Figure 3. Mouse Models of Autoinflammatory Skin Diseases Triggered by Inflammasomes

(A) Cryopyrin-associated periodic syndrome (CAPS): Mouse models of CAPS were generated by mutating murine Nlrp3 with the same gain-of-function mutations (R258W, A350V and L351P) reported in humans. Unlike wild type (WT) NLRP3, these mutant NLRP3 form spontaneous inflammasome complexes in response to TLR priming signals and produce enhanced levels of IL-1β cytokines. Mice expressing these point mutations develop skin inflammation and disease similar to CAPS in humans. Overexpression of Pyrin domain-only protein 1 (POP1) sequesters ASC and inhibits aberrant inflammasome activation and IL-1β production. Familial-Mediterrenean fever (FMF): Mice expressing a chimeric PYRIN protein containing a mutant form of the human B30.2 domain (M680I, M690V and V726A mutations) model FMF in humans. These chimeric PYRIN expressing mice develop spontaneuos autoinflammation and skin lesions mediated by assembly of the PYRIN inflammasome. Based on the ability of POP1 to sequester ASC, we propose that POP1 overexpression can also reverse FMF disease in these mice. (B) Chronic proliferative dermatitis mutation (cpdm) in Sharpin mice (Sharpin^cpdm) results in SHARPIN-deficiency, which leads to spontaneous inflammmation and severe dermatitis. SHARPIN is centrally required in macrophages for NFκB and ERK signaling and promoting NLRP3 inflammasome activation. In contrast, SHARPIN-deficiency promotes NLRP3 inflammasome activation and IL-1β production in inflamed skin (keratinocytes). SHARPIN also inhibits aberrant cell death downstream of TNF-signaling (FADD-caspase-8 promotes apoptosis, RIPK1-RIPK3 promotes necroptosis) to control skin inflammation in keratinocytes.

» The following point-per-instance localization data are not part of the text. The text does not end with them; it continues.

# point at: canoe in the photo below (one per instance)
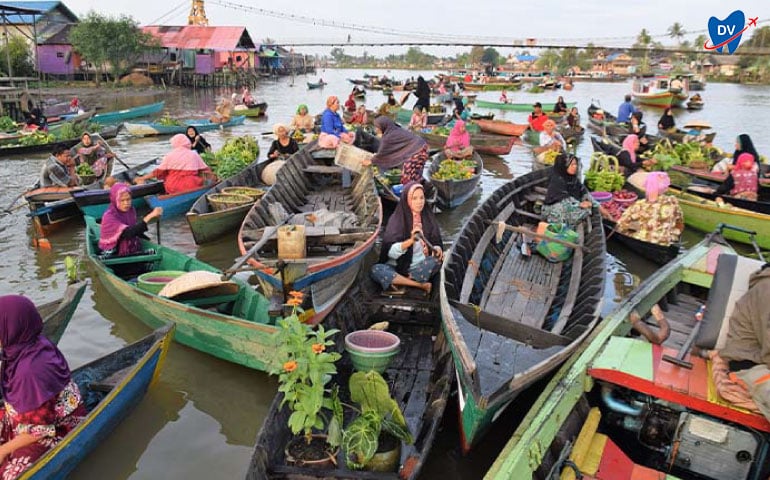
(518, 107)
(706, 215)
(657, 254)
(502, 127)
(532, 313)
(111, 386)
(307, 191)
(13, 149)
(207, 224)
(58, 313)
(618, 379)
(145, 129)
(453, 193)
(119, 116)
(237, 328)
(420, 377)
(95, 202)
(482, 143)
(176, 203)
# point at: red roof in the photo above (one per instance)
(194, 37)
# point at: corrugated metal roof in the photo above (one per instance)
(194, 37)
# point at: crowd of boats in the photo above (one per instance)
(621, 402)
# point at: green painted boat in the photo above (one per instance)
(618, 379)
(706, 215)
(518, 107)
(510, 318)
(237, 328)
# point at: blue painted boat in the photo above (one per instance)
(118, 116)
(111, 386)
(146, 129)
(177, 203)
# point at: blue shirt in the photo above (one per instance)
(625, 111)
(331, 123)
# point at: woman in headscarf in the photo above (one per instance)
(182, 169)
(399, 146)
(567, 200)
(121, 233)
(42, 403)
(666, 122)
(406, 260)
(458, 143)
(283, 145)
(302, 120)
(657, 218)
(198, 143)
(742, 181)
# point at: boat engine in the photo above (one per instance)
(676, 438)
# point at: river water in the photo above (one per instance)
(200, 420)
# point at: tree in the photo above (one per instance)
(111, 42)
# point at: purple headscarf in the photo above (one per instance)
(114, 222)
(34, 370)
(397, 145)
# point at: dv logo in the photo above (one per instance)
(728, 31)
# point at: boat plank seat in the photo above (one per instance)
(106, 384)
(638, 365)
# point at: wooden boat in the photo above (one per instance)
(502, 127)
(175, 203)
(119, 116)
(619, 380)
(482, 143)
(306, 190)
(237, 328)
(14, 149)
(57, 314)
(706, 215)
(145, 129)
(453, 193)
(95, 202)
(111, 387)
(657, 92)
(207, 224)
(421, 379)
(518, 107)
(531, 313)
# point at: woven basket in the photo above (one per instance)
(223, 201)
(254, 193)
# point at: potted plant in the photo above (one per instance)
(305, 368)
(379, 421)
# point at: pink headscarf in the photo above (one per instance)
(181, 157)
(458, 139)
(628, 145)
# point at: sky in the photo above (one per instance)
(574, 22)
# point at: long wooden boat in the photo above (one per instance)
(111, 386)
(145, 129)
(58, 313)
(511, 319)
(502, 127)
(118, 116)
(207, 224)
(421, 379)
(13, 149)
(95, 202)
(619, 379)
(518, 107)
(482, 143)
(306, 191)
(706, 215)
(176, 203)
(453, 193)
(237, 328)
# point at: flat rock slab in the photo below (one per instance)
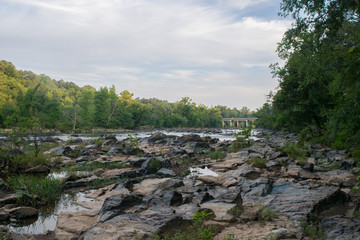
(154, 220)
(73, 224)
(280, 227)
(297, 201)
(149, 186)
(220, 210)
(341, 228)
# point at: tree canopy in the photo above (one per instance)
(319, 84)
(65, 106)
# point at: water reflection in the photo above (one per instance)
(48, 215)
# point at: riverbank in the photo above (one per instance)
(269, 190)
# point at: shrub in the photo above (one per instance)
(258, 162)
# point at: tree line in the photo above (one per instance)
(28, 98)
(319, 84)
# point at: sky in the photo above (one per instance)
(216, 52)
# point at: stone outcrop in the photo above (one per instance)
(156, 200)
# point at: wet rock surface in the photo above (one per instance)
(153, 192)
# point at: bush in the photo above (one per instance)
(36, 191)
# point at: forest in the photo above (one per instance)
(28, 99)
(319, 84)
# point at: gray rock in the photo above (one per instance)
(297, 201)
(166, 172)
(190, 138)
(173, 198)
(157, 138)
(341, 228)
(8, 199)
(38, 169)
(156, 220)
(114, 150)
(116, 204)
(24, 212)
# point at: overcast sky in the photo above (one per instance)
(217, 52)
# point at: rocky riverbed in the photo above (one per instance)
(256, 192)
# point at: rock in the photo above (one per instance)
(341, 228)
(4, 189)
(244, 171)
(24, 212)
(120, 173)
(255, 192)
(220, 210)
(132, 151)
(154, 220)
(81, 182)
(303, 174)
(338, 178)
(173, 198)
(110, 140)
(164, 172)
(4, 215)
(149, 186)
(8, 199)
(38, 169)
(75, 141)
(71, 225)
(187, 211)
(190, 138)
(309, 167)
(297, 201)
(114, 150)
(276, 155)
(157, 138)
(138, 162)
(50, 139)
(116, 204)
(61, 150)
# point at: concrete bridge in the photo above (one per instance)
(238, 122)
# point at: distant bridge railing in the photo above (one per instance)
(238, 122)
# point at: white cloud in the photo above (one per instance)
(144, 46)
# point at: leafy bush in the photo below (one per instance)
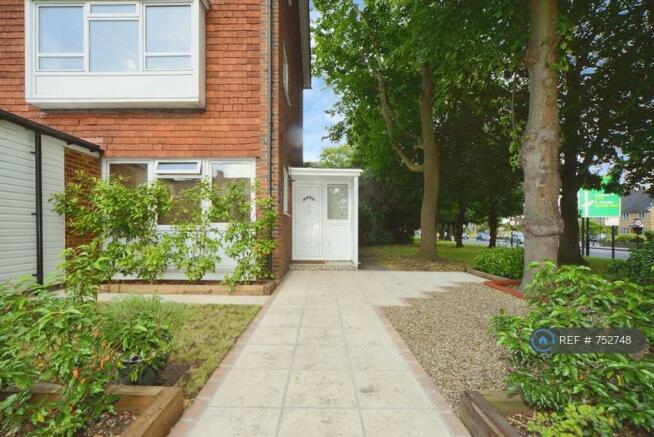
(502, 261)
(120, 223)
(639, 268)
(247, 240)
(575, 420)
(48, 339)
(574, 297)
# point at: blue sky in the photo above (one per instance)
(317, 101)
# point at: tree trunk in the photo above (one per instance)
(460, 222)
(569, 252)
(539, 156)
(430, 168)
(492, 224)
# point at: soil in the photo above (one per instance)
(519, 421)
(108, 425)
(403, 263)
(449, 335)
(172, 373)
(183, 282)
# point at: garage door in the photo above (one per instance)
(18, 248)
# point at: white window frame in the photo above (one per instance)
(206, 165)
(285, 195)
(196, 171)
(88, 17)
(145, 54)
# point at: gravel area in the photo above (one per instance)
(449, 335)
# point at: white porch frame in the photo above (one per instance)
(323, 177)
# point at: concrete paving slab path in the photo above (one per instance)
(322, 360)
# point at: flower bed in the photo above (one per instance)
(155, 409)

Figure 4. Ptpn6^spin Mice Model Human Neutrophilic Dermatosis

The microbiota may regulate IL-1α protein expression in radioresistant cells (keratinocytes) by an unclear mechanism. IL-1α released from keratinocytes during microabrasion or skin damage can recruit myeloid cells, which respond to IL-1α by producing more IL-1α and other inflammatory cytokines. Enhanced cytokine production by myeloid cells depends on MyD88-RIPK1 and NFκB-ERK signaling pathways, which are negatively regualted by SHP-1 (protein encoded by Ptpn6). Thus, SHP-1 prevents aberrant cytokine production to inhibit skin inflammation and neutrophilic dermatosis.